Sous l'administration de Donald Trump, certains produits, tel le vin français, s'étaient vus imposer des tarifs douaniers. Et le démocrate Joe Biden, également dans la ligne protectionniste, les avait temporairement maintenues. Mais l'accord obtenu à l'OCDE a satisfait les attentes de Washington, selon le communiqué du Trésor.
Cette solution se bâtira à travers des échanges et un "dialogue constructif", a-t-il ajouté.
L'accord sur le nouvel impôt mondial comprend, d'une part, une taxation des géants du numérique et, d'autre part, une taxation minimale pour éviter l'optimisation fiscale, "deux nouveaux piliers seraient opérationnels d'ici la fin 2023" voire "début 2024", a annoncé le G20. Avec un taux d'au moins 15% l'impôt minimum mondial doit générer 150 milliards de dollars de recettes fiscales, selon l'OCDE. La taxe rapporterait aussi 5 milliards d'euros par an à la France, selon une estimation du Conseil des prélèvements obligatoires (CPO).
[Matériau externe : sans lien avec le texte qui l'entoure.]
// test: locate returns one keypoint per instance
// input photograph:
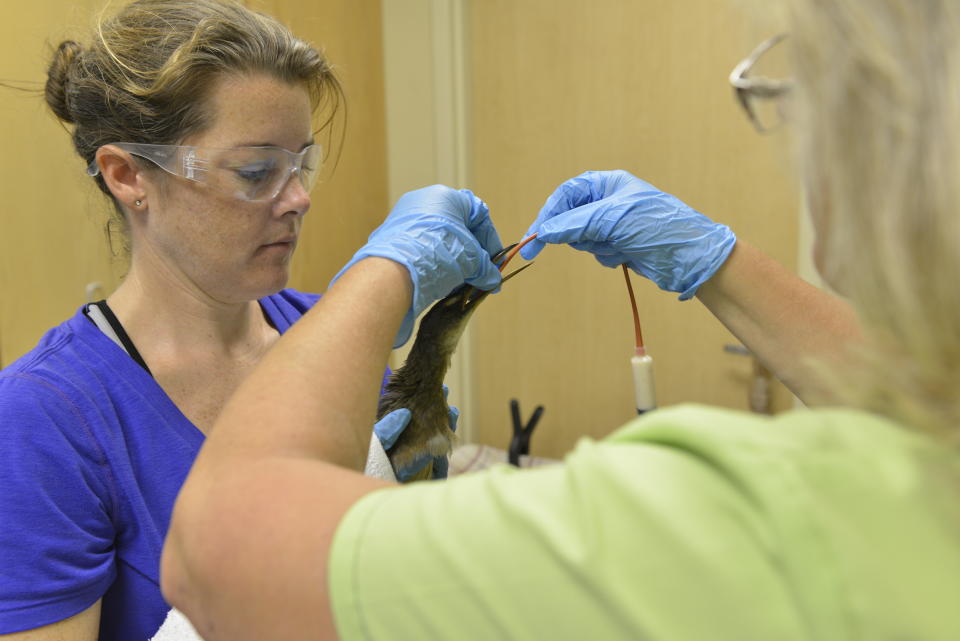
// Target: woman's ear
(122, 175)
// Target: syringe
(640, 363)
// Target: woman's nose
(293, 197)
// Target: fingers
(570, 195)
(389, 428)
(480, 224)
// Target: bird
(418, 384)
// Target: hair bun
(58, 75)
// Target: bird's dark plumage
(418, 385)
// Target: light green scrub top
(691, 523)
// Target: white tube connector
(643, 389)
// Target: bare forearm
(315, 393)
(780, 317)
(246, 554)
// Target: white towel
(378, 465)
(176, 627)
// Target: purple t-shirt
(92, 455)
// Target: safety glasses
(760, 97)
(247, 173)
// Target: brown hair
(147, 73)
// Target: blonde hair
(877, 112)
(147, 73)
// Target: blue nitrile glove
(621, 219)
(389, 428)
(444, 237)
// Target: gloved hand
(389, 428)
(444, 237)
(621, 219)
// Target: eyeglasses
(247, 173)
(768, 115)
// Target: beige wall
(507, 97)
(51, 240)
(562, 86)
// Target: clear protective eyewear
(246, 173)
(759, 96)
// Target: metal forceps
(520, 443)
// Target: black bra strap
(122, 334)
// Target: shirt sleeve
(56, 532)
(621, 541)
En attendant la mise en place de cette nouvelle fiscalité, les taxes nationales prélevées seront portées au crédit des grands champions américains comme Google, Amazon, Facebook ou Apple, ou encore Netflix, a détaillé le Trésor dans un communiqué.
L'administration Biden avait déjà suspendu, en juin, pour six mois, ces droits de douane à l'issue d'un an d'enquête des services de la représentante américaine au Commerce (USTR). Mais l'USTR recommandait aussi d'imposer "des tarifs douaniers supplémentaires sur certaines marchandises en provenance de ces pays".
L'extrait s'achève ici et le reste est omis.